There are some interesting descriptions of Romania in Bram Stoker’s Dracula. For example, the quotes “one of the wildest and least known portions of Europe” and “no maps of this country” introduce an invisible, mysterious country. This sets the tone for the unexplained things about to come in the story. On a lighter note, the following quote amused me: “it seems to me that the further east you go the more unpunctual are the trains”. CFR should take note. Unfortunately, that is still the case in Romania of the 21st century.
Chemistry lesson, the character of Dr Seward and sexuality
The readers even get a subtle chemistry lesson with Dr Seward. In the book we see the chemical formula C2HCl3OH2O. Since I am not a chemist, I will not dispute its truthfulness. Upon further inspection, it is chloral hydrate and Dr Seward seems to be addicted to it as sleeping aid. He says: “I must be careful not to let it grow into a habit”. I would be inclined to say it’d already become a habit by the time he started worrying about it.
It isn’t exactly shocking, as opiate use was rather commonplace, as expressed by Mina too: “I asked Dr Seward to give me a little opiate of some kind, as I had not slept well the night before”. There weren’t exactly many options when it came to medication for mental health or sleep disorders, so we mustn’t judge too harshly.
Dr Seward is an interesting character for various reasons, but his experience with treating Renfield betrays a very poor understanding of mental health and mental illnesses, ranging from mild to severe (“he’s chained to the wall in the padded room” – referring to Renfield). He also fantasizes about performing a vivisection on Renfield, just for the sake of personal curiosity and potential prestige from a scientific discovery.
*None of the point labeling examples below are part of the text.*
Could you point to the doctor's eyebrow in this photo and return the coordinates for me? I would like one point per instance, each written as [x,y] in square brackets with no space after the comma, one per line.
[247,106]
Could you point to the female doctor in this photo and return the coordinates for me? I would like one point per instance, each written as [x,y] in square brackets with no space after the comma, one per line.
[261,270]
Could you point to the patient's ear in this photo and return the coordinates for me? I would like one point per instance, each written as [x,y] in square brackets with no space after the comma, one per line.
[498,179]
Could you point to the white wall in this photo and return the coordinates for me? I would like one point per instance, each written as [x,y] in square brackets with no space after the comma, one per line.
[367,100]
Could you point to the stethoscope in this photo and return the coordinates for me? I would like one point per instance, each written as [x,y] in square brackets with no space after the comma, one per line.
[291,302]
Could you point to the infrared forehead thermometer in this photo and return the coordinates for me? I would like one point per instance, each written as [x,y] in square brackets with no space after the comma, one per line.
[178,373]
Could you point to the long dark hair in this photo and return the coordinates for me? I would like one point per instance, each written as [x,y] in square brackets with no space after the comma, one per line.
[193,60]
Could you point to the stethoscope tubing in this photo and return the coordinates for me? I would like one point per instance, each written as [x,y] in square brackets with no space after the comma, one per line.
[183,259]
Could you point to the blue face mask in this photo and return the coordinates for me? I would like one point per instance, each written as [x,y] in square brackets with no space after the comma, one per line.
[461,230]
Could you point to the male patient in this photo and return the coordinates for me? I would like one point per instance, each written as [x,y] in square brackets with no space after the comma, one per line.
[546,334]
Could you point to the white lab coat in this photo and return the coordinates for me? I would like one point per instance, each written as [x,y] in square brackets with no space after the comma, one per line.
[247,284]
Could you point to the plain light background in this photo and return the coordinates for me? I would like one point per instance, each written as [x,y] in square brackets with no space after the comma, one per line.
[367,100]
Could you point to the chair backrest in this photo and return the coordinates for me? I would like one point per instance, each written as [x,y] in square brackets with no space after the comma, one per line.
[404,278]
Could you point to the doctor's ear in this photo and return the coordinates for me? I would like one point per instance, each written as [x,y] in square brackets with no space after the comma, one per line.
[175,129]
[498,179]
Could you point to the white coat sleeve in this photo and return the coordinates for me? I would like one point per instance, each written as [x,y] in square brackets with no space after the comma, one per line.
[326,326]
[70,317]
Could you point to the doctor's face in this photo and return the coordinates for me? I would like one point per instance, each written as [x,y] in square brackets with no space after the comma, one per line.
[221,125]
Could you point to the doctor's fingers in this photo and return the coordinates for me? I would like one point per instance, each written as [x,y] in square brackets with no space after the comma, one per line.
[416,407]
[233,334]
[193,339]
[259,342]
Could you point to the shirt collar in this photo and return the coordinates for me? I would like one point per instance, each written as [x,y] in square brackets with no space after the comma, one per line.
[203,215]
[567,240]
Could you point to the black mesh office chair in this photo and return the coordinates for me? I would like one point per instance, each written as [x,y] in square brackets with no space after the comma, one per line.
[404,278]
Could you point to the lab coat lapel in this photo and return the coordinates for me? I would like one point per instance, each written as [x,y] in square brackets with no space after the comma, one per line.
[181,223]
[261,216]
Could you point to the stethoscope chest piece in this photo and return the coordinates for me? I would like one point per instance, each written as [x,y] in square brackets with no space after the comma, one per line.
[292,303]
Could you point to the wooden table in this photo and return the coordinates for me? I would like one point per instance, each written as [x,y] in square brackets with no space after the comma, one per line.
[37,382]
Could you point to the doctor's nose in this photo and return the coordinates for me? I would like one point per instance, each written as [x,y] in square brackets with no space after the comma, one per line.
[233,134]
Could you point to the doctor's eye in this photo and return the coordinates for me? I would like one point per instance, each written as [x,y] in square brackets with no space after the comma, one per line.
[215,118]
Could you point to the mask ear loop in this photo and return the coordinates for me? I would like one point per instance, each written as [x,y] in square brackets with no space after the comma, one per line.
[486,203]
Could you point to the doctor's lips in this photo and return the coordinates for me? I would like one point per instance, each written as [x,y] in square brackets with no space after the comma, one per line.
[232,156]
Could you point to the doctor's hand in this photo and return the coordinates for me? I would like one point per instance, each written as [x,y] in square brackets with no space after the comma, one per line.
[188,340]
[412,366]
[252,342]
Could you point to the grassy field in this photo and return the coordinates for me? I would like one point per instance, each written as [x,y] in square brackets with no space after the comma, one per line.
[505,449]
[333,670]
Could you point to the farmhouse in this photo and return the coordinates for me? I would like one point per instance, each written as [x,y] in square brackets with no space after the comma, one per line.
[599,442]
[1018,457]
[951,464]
He and Van Helsing also perform what they call “transfusion of blood”, which is a very useful procedure, but really unsafe for that time. You could get possible rejection because of blood type. Infection would’ve probably killed the patient in the end. Let’s presume amazing luck four times in total.
Lastly, there are plenty of sexual undertones in Bram Stoker’s Dracula. For example, Lucy comments “Why can’t they let a girl marry three men or as many as want her?”. It’s quite silly, but she seems to desire a harem of sorts. Further, Jonathan is seduced by the three voluptuous female vampire figures that haunt him in Dracula’s castle. Jonathan’s uncontrollable desire for the phantasm-like vampires puts them (and Jonathan) in contrast with Mina. Her sexuality appears repressed. There is also some eroticism to the act of biting one’s throat, even in this horrid context.